Conclusion and implications
My observations from this brief tutoring project show that pronunciation improvement is most visible during controlled and directed activities, in which the tutee can consciously monitor target sounds in response to feedback. However, in more informal and spontaneous conversations, the tutee tends to revert to his former pronunciation tendencies. This disparity between controlled-context performance and natural-language use demonstrates that pronunciation improvement requires extensive exposure and consistent practice. Given the program's limited duration, the contribution of short-term tutoring to long-term change is limited, highlighting the importance of cultivating motivation and independent learning beyond the program.
Finally, this experience emphasizes the need to develop a pronunciation-lesson design that not only focuses on accuracy in classroom sessions but also encourages students to practice independently outside of class. In this setting, the tutor's role needs to shift from correction to facilitation, offering learners techniques, resources, and metacognitive knowledge of areas for improvement. From a professional development perspective, this experience emphasizes the importance of reflection for teachers, particularly those who are new to pronunciation teaching. Moreover, implementing a communicative framework that goes beyond isolated drills to meaningful practice provides the understanding that pronunciation teaching should move beyond mechanical drilling and be directed towards integrating sounds into real communication. Thus, pronunciation teaching practices can become more sustainable and better aligned with learners' needs.
References
Celce-Murcia, M., Brinton, D. M., & Goodwin, J. M. (2010). Teaching pronunciation: A course book and reference guide. Cambridge University Press.
Guskaroska, A., Zawadzki, Z., Levis, J., Challis, K., & Prikazchikov, M. (2024). Teaching Pronunciation with Confidence: A Resource for ESL/EFL Teachers and Learners. Iowa State University Press. https://doi.org/10.31274/isudp.2024.161
Kochem, T. (2021). Exploring the Connection between Teacher Training and Teacher Cognitions Related to L2 Pronunciation Instruction. TESOL Quarterly, 56(4), 1136–1162. https://doi.org/10.1002/tesq.3095
Levis, J. M. (2018). Intelligibility, oral communication, and the teaching of pronunciation. Cambridge University Press. https://doi.org/10.1017/9781108241564
Thomson, R. I., Derwing, T. M., & Munro, M. J. (2023).
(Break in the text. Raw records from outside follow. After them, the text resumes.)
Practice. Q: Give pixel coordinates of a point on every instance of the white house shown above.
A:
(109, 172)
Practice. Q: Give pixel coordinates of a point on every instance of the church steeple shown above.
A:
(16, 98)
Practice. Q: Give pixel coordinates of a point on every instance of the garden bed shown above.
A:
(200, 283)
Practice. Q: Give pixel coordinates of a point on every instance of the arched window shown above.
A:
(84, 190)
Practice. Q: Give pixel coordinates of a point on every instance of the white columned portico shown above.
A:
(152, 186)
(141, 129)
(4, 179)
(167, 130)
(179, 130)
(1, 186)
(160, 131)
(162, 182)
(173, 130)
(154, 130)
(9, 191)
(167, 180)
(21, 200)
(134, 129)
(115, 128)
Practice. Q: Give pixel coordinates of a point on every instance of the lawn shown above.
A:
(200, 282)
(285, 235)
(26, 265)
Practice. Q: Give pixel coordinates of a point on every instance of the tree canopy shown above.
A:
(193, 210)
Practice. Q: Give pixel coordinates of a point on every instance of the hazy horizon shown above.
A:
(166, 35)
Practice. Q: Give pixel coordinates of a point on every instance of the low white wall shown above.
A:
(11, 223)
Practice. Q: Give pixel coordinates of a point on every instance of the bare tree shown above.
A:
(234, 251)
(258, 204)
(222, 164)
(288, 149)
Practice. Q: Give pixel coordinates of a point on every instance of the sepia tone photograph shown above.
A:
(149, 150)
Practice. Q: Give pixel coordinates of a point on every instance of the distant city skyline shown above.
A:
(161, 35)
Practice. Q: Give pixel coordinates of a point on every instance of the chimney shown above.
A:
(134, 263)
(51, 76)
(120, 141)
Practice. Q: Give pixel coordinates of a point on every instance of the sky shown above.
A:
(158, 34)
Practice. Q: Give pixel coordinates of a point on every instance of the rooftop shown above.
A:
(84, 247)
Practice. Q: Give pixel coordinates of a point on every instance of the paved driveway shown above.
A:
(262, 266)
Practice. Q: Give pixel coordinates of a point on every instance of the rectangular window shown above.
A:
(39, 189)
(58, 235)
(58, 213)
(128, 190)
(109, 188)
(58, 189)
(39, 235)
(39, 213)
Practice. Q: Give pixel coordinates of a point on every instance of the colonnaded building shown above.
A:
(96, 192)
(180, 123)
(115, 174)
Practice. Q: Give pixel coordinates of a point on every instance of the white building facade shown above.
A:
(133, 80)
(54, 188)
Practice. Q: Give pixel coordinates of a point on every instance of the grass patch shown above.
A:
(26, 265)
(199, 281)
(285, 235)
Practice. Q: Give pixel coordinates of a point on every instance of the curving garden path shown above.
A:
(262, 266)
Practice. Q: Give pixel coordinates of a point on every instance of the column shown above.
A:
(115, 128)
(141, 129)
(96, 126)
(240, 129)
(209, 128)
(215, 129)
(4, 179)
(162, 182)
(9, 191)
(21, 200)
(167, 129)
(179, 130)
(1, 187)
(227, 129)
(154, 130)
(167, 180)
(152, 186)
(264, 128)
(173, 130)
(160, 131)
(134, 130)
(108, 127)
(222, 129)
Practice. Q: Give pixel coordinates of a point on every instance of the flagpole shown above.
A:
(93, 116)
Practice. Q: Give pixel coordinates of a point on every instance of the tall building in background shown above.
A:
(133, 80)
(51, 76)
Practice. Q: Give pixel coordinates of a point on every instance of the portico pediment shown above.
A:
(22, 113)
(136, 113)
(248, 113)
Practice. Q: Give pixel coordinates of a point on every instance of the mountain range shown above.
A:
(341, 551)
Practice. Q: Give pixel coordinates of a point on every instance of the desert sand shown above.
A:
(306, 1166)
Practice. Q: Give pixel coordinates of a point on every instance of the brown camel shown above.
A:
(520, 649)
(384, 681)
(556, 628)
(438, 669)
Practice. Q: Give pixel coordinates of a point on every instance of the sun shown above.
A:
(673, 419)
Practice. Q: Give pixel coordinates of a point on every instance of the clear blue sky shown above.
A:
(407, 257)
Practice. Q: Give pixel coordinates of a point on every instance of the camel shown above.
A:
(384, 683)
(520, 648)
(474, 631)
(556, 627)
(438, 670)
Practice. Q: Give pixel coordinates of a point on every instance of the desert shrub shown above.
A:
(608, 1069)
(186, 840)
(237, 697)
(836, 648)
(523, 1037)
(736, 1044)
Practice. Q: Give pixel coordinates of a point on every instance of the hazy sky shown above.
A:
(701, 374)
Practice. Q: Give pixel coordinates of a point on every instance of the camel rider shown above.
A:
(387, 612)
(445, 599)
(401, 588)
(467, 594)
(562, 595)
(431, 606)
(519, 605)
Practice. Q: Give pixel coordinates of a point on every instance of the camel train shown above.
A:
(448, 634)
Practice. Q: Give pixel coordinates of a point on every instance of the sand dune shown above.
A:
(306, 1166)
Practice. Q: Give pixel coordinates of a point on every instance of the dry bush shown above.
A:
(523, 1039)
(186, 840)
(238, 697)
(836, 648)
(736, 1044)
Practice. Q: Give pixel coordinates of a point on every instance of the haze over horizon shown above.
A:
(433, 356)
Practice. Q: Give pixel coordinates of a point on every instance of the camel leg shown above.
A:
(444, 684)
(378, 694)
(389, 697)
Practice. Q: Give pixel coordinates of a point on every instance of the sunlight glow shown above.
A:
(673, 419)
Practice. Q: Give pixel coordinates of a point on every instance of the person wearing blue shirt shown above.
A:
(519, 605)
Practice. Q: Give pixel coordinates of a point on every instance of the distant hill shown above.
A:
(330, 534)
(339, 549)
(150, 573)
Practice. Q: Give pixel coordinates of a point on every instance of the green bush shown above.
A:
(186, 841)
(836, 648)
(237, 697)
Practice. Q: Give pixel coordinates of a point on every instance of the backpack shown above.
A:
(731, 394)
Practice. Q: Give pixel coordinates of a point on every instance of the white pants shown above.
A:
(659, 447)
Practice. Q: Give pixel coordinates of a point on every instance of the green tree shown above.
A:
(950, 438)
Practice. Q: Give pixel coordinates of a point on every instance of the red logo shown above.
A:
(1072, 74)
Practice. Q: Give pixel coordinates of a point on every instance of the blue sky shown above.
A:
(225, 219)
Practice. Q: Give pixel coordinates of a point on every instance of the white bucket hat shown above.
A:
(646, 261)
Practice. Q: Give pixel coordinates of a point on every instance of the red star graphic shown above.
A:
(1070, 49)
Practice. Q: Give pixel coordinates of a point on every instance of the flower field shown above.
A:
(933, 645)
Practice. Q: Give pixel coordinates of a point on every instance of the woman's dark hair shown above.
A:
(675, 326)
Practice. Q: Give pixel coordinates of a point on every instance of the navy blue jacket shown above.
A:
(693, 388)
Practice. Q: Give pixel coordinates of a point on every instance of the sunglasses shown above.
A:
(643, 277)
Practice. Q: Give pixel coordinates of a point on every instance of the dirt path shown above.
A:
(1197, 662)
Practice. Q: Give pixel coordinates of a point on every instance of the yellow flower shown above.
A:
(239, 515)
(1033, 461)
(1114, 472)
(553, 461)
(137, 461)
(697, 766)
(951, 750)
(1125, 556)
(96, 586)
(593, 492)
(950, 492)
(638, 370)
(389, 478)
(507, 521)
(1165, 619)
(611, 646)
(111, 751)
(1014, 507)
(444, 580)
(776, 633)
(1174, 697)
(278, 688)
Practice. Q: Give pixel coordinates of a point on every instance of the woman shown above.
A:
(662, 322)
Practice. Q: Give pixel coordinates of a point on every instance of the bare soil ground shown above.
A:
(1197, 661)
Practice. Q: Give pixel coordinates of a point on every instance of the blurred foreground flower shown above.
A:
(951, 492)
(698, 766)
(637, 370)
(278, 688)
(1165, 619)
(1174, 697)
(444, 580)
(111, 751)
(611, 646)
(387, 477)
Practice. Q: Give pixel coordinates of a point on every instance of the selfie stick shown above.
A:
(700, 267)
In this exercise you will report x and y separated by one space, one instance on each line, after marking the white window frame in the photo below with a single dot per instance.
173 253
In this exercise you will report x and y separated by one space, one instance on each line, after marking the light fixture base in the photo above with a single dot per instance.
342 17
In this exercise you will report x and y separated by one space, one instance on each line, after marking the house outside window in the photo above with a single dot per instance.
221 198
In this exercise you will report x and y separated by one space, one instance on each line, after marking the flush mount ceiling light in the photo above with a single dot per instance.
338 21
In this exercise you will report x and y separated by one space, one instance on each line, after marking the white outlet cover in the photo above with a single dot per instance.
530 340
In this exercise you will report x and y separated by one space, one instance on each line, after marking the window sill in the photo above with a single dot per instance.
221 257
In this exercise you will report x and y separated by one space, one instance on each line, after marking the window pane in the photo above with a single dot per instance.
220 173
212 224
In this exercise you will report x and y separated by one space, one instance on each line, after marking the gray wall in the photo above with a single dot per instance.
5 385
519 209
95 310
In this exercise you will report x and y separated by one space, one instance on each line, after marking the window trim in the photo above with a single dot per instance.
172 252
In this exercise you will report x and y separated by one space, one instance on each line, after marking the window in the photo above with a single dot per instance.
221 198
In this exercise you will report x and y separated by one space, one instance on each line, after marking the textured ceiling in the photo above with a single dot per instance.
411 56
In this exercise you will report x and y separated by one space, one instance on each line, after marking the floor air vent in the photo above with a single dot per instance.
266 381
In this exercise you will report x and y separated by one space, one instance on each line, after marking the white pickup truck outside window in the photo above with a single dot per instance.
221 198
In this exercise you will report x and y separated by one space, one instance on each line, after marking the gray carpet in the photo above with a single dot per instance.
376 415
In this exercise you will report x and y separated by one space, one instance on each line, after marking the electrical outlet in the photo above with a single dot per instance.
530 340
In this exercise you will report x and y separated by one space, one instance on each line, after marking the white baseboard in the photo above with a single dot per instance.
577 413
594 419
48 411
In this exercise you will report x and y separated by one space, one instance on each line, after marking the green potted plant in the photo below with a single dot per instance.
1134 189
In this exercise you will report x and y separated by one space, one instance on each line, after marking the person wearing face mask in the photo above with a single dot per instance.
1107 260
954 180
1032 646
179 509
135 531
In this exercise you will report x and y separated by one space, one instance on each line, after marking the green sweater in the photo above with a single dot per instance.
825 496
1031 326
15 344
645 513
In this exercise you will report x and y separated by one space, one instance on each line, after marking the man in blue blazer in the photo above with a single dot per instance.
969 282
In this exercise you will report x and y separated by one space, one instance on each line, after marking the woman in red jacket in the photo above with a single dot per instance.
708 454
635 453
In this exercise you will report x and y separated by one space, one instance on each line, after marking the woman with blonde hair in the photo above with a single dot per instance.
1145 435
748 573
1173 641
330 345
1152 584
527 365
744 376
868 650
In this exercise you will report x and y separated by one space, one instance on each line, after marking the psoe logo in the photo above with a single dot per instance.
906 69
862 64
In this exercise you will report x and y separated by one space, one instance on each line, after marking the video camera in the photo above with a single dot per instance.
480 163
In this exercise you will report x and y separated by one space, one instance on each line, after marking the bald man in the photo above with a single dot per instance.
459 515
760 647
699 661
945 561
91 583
How long can naturalistic L2 pronunciation learning continue in adults? A 10-year study. Language Awareness, 33(2), 201–223. https://doi.org/10.1080/09658416.2023.2227559
Ahmad Zubaidi Amrullah is an MA student in TESL/Applied Linguistics at Iowa State University. He has been an English teacher in Indonesia for several years, where he facilitated students to leverage English for competitions and international scholarship opportunities. He is interested in issues such as computer/mobile-assisted language learning, teacher professional development, and gamified instruction.